Il primo giorno di set non hai mai paura. La paura l’hai avuta tutta fino al giorno precedente, la sera prima. Poi, quando arrivi sul set, quando ritrovi il tuo camerino sempre uguale, quella macchina del caffè che lo fa orrendo, sempre lei in tutti i set, da cui rifiuterai di aver ristoro fino alla seconda settimana, quando invece non farai altro che bere caffè; quando entri in camerino e trovi i tuoi vestiti appesi bene benissimo, asciutti e profumati e stirati, gli stessi che ieri hai distrutto in una grotta al buio, sudandoci dentro come in una fornace e ti chiedi come sia possibile; quando vai al camper trucco e ti accorgi che per fortuna quei reparti lì sono sempre sorridenti e propedeutici al superamento della giornata, e quando poi senti il “Partito!” per la prima volta, e danno il ciak e pensi «Ok, cominciamo», smetti di avere paura e torni sulla terra. Perché tutto quello che c’è prima è andato. Adesso devi essere all’altezza del gruppo di professionisti che hai accanto.

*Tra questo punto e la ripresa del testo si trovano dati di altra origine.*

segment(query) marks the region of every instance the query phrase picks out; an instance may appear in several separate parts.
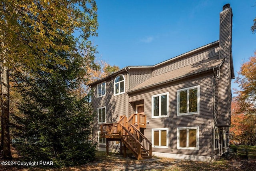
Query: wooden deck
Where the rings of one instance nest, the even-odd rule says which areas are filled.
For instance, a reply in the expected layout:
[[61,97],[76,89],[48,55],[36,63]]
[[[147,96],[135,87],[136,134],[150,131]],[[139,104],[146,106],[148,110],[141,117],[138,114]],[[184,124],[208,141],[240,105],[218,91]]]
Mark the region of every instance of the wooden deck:
[[146,117],[143,114],[132,115],[128,119],[122,116],[117,123],[100,125],[101,137],[106,139],[107,153],[108,154],[109,141],[120,141],[121,152],[124,144],[124,156],[126,157],[126,148],[131,150],[138,160],[151,158],[152,144],[140,131],[146,128]]

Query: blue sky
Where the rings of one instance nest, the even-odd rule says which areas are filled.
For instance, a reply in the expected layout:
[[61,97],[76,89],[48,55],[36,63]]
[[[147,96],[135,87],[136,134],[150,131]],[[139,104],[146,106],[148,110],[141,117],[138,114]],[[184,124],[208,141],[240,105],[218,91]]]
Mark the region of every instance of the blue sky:
[[[256,0],[96,0],[98,58],[112,66],[153,65],[219,40],[219,14],[233,12],[232,50],[235,76],[256,50],[250,30]],[[237,86],[232,80],[232,87]],[[233,94],[233,95],[235,95]]]

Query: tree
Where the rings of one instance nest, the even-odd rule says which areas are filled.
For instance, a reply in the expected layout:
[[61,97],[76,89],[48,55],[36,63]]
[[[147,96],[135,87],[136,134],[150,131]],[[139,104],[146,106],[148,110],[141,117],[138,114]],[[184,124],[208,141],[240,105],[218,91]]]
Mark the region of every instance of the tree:
[[[255,3],[255,4],[254,6],[254,7],[255,6],[256,6],[256,3]],[[253,20],[253,25],[251,28],[251,30],[252,32],[252,33],[256,33],[256,18]]]
[[[62,42],[75,44],[68,36]],[[92,110],[88,97],[80,99],[72,91],[86,74],[87,59],[74,51],[49,51],[65,60],[66,67],[47,64],[50,72],[38,70],[16,78],[23,100],[14,145],[26,161],[50,160],[59,167],[84,164],[96,150],[90,140]]]
[[73,47],[62,42],[67,35],[75,32],[80,38],[79,42],[76,40],[76,48],[81,54],[90,57],[85,64],[90,65],[94,60],[95,49],[88,39],[97,35],[97,17],[94,0],[2,0],[0,2],[1,147],[4,158],[12,158],[9,132],[10,70],[22,65],[28,70],[50,72],[52,69],[46,68],[48,63],[65,66],[65,60],[49,50],[72,50]]
[[241,111],[255,113],[256,106],[256,52],[254,56],[244,63],[236,82],[240,90],[236,91]]
[[[242,64],[236,82],[240,89],[237,90],[235,103],[236,117],[234,122],[242,123],[237,128],[241,131],[239,136],[243,137],[244,144],[256,145],[256,52],[249,61]],[[234,119],[237,119],[236,121]],[[234,122],[233,122],[234,123]],[[242,123],[241,123],[242,124]]]

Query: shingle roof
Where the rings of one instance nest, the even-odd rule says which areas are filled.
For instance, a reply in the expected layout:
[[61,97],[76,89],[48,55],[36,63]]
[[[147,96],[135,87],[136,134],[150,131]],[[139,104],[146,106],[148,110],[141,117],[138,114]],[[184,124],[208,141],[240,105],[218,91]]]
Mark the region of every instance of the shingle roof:
[[188,65],[153,77],[138,85],[128,92],[132,93],[164,84],[218,68],[223,63],[223,59],[209,59]]

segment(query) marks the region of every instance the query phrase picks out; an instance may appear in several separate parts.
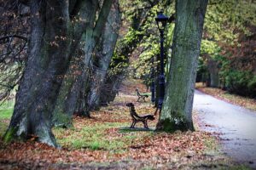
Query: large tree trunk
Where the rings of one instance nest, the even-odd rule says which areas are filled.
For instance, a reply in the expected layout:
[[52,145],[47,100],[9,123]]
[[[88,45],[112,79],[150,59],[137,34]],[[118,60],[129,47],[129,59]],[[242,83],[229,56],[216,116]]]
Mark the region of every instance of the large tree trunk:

E sei la punta dell’iceberg, quella che squarcia il Titanic, ma quello che lo affonda davvero è il blocco sommerso, quello che non si vede, quello che imprime la vera forza: la troupe. E che io, oggi, paragoni il mio lavoro e le persone che lo fanno a una delle più grandi catastrofi del ventesimo secolo, vi dà l’esatta dimensione di che cosa possa essere ogni volta fare un film: o una cosa epocale o una grande catastrofe. Ehi, non è mica vero, in mezzo c’è di tutto. Ma ve l’ho detto, a molti piace raccontarsela così.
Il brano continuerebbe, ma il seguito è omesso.